À quoi consiste le service de D-ieu? Maïmonide nous apprend qu’il s’agit d’une mitsva positive : « S’adresser à Hachem par des prières ». Le Rambam poursuit en citant le Sifri : « Le servir, c’est lui adresser des prières, ou encore Le servir, c’est étudier la Torah ». Cet ordre de servir D-ieu est d’ailleurs répété plusieurs fois dans la Torah, notamment dans le «Chema Israël », que nous récitons matin et soir. Il s’agit donc d’étudier et de prier (Torah / Téfilah) quotidiennement.

Réciter les bénédictions avant de manger est aussi une façon d’apporter une vitalité spirituelle aux aliments et leur conférer un pouvoir de guérison.

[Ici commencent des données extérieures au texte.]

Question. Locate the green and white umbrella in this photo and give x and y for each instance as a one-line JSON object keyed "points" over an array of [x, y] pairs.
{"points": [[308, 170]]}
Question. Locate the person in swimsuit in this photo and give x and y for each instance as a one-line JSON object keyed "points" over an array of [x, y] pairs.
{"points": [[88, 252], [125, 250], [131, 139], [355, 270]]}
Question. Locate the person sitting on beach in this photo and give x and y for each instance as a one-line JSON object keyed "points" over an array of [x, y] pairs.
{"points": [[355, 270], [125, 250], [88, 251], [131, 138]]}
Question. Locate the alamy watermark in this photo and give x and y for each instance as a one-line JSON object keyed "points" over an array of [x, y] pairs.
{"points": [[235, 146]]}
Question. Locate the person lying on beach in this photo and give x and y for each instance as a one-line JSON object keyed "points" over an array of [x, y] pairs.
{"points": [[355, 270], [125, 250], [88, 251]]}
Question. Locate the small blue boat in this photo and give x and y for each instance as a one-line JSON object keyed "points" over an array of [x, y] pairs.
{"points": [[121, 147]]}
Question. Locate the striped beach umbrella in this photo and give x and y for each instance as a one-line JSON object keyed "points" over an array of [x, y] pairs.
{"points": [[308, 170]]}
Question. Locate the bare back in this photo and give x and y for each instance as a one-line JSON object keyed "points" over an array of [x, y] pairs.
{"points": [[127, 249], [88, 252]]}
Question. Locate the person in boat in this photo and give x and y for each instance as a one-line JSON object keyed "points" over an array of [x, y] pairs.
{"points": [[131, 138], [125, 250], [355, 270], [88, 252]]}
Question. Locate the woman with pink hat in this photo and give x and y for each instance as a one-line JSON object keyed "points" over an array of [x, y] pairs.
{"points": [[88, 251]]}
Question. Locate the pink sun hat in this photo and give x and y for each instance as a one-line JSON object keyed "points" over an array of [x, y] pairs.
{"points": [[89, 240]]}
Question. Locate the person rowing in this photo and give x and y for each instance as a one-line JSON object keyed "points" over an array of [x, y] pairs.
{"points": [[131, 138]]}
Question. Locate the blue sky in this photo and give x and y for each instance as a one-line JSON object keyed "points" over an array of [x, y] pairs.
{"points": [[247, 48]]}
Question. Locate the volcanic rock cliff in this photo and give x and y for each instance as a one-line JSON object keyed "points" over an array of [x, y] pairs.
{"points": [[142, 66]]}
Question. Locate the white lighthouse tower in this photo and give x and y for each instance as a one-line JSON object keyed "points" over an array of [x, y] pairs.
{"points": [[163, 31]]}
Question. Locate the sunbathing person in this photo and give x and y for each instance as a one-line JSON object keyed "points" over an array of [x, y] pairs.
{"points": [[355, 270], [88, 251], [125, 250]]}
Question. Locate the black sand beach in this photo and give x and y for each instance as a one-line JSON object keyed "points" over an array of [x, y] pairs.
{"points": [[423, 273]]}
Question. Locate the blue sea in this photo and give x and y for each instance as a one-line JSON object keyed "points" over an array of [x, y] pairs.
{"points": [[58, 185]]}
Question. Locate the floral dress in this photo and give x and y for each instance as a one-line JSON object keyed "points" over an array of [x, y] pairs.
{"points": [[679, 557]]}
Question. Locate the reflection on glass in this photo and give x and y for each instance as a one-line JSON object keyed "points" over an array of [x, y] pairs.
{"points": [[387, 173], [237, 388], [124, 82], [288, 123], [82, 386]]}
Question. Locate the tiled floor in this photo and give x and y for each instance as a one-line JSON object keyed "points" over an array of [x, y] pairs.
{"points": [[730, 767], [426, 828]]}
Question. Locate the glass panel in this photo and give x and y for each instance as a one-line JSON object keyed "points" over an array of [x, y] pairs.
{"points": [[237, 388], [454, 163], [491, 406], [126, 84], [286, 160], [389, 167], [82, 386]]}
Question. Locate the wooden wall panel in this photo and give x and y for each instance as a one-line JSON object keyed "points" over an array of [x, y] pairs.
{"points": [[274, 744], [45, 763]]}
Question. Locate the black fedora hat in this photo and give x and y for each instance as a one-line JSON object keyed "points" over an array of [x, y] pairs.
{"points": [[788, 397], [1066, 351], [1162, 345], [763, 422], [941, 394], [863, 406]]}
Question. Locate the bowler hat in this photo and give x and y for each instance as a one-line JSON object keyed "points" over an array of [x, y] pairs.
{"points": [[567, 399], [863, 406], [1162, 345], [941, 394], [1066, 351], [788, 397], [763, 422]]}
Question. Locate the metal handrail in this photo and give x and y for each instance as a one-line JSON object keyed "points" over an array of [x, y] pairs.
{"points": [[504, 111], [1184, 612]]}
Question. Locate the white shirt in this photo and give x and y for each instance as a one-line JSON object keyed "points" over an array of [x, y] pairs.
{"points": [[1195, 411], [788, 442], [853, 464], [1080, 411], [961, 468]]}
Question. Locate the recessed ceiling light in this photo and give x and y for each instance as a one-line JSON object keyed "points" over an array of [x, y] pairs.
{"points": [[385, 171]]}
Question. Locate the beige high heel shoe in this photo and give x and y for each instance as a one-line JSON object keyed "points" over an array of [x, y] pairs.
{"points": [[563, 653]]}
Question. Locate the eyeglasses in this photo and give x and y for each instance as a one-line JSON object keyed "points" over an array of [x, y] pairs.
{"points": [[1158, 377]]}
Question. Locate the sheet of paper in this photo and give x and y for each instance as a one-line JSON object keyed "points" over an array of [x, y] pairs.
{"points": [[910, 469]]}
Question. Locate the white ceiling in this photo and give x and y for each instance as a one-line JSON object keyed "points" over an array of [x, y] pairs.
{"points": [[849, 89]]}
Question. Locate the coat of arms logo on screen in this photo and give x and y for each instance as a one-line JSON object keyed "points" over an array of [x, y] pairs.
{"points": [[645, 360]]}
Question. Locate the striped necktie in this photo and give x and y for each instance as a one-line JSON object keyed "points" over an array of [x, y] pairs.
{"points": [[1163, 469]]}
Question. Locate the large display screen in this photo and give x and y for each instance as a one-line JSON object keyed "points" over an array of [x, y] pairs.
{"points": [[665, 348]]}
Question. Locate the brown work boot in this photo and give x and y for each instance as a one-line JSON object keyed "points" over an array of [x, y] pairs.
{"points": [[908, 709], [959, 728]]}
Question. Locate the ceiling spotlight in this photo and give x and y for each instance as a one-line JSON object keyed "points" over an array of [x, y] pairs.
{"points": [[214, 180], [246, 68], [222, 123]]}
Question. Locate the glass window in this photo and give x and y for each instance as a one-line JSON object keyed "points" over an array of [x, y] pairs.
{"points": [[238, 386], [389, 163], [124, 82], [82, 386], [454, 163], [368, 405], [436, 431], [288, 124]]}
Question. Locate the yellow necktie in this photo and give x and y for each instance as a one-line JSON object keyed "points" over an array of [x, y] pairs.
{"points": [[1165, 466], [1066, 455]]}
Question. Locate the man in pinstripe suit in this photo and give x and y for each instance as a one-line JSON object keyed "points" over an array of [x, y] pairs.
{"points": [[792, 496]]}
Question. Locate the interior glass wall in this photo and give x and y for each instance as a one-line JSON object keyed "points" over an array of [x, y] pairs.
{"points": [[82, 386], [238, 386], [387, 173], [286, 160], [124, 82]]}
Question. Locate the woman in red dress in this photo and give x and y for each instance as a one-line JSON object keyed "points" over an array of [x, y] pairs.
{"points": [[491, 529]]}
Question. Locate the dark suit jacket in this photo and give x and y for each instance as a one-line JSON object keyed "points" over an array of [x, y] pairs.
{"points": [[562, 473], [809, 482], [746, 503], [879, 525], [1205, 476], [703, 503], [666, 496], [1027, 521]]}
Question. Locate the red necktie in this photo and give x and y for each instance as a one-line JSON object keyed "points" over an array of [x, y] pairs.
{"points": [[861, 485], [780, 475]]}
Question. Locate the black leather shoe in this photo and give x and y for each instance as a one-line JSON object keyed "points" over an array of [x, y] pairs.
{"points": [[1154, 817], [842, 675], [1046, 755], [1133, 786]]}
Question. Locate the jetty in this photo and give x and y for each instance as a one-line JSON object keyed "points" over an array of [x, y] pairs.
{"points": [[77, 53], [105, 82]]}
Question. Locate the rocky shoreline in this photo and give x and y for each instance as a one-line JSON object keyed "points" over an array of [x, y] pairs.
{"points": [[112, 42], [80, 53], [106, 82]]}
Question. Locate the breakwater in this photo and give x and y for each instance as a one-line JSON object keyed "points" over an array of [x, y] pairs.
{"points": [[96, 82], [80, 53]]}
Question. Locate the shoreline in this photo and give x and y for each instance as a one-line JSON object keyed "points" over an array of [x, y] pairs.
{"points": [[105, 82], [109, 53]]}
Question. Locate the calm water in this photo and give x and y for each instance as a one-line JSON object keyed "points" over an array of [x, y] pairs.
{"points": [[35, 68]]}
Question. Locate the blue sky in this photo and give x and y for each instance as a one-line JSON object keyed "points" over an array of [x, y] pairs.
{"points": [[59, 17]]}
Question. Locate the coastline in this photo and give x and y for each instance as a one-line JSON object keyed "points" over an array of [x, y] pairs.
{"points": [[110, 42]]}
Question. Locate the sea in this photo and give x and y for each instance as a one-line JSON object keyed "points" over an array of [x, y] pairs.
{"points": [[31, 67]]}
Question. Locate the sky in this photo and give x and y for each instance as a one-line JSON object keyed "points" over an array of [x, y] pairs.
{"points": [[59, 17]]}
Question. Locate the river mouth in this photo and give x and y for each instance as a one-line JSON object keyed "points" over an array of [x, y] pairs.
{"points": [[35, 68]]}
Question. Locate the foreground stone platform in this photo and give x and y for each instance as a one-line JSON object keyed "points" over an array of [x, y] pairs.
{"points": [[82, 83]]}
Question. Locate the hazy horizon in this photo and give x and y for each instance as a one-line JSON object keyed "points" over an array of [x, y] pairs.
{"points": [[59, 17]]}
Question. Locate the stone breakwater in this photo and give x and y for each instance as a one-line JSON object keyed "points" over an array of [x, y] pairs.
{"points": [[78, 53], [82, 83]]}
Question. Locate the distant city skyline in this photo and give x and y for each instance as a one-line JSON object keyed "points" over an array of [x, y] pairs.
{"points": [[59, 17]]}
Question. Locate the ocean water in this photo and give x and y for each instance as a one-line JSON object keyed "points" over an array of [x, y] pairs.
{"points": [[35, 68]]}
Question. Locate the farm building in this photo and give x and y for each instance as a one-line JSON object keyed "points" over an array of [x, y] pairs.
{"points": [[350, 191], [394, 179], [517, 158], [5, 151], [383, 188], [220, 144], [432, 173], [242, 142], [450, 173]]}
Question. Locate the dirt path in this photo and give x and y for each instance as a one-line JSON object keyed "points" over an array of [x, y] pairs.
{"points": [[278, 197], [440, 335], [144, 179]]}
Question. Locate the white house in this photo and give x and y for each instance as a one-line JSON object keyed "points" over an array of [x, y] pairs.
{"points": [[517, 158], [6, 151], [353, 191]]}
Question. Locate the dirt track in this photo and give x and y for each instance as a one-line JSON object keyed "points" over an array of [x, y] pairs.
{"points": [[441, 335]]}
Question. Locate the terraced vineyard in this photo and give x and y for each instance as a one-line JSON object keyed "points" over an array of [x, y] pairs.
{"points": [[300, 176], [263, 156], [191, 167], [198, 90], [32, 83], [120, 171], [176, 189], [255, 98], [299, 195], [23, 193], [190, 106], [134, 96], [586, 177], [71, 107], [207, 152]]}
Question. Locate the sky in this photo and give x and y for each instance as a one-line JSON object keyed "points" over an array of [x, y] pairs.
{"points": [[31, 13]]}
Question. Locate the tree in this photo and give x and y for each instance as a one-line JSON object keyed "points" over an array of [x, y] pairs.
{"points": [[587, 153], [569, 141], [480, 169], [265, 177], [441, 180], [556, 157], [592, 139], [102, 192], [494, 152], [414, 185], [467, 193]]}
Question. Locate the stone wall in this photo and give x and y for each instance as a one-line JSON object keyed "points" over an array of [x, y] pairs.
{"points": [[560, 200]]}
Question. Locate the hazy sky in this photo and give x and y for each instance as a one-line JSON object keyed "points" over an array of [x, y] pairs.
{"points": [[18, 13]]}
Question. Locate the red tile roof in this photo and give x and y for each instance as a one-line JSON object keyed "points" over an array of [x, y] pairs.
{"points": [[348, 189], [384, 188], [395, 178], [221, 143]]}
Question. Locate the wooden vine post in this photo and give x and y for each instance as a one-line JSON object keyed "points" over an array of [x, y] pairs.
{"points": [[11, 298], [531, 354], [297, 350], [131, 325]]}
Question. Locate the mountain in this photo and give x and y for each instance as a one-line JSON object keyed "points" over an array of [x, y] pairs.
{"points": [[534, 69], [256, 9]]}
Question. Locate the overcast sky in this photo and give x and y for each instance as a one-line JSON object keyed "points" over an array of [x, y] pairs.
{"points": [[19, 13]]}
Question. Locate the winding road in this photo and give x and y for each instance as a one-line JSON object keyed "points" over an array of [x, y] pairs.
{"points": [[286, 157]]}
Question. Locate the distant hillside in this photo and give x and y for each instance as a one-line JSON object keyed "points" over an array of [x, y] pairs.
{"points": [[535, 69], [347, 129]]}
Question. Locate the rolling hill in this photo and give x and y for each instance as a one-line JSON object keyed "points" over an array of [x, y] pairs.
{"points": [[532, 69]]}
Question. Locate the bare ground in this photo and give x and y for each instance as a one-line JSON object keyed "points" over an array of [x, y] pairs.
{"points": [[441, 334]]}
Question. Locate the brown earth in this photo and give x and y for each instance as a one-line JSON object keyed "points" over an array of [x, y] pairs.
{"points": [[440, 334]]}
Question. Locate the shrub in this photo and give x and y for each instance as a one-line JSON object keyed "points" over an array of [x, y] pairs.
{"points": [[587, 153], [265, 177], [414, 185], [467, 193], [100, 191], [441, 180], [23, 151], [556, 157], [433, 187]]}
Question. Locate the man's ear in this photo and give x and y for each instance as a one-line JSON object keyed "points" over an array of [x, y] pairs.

Idem pour la récitation des prières après manger. Évidemment, on se doit de consulter un médecin lorsqu’on est souffrant et suivre ses prescriptions. Car Hachem a donné l’autorisation au médecin de guérir.

Sur les mots « … et lui assurera une complète guérison » (Exode 21,19), nos sages affirment : « la Torah accorde au médecin la permission de pratiquer ses arts de guérison » (Talmud, Berakhot 60a). Toutefois, le service Divin a aussi un rôle non négligeable dans l’éloignement de la maladie, comme il est dit : « J’ôterai la maladie de ton sein ».
Certes , il faut choisir une alimentation saine et se soigner par les médicaments mais cela ne suffit pas. Depuis le don de la Torah au Mont Sinaï, on est obligé de tenir compte de l’aspect spirituel. Ce lien entre matériel et spirituel est un fondement du judaïsme. C’est aussi pour cette raison que l’on prie pour les malades.

Rappelons une citation de Carl Gustav Jung (médecin psychiatre) : « Les crises, les bouleversements et la maladie ne surgissent pas par hasard. Ils nous servent d’indicateurs pour rectifier une trajectoire, explorer de nouvelles orientations, expérimenter un autre chemin de vie ».

La maladie est un appel à l’introspection non seulement psychique mais aussi spirituelle. La spiritualité fait partie de la nature profonde du juif. Par conséquent, on ne peut l’occulter (ce d’ailleurs dans tous les domaines de la vie). Et cela est encore plus vrai lorsqu’il s’agit de notre santé.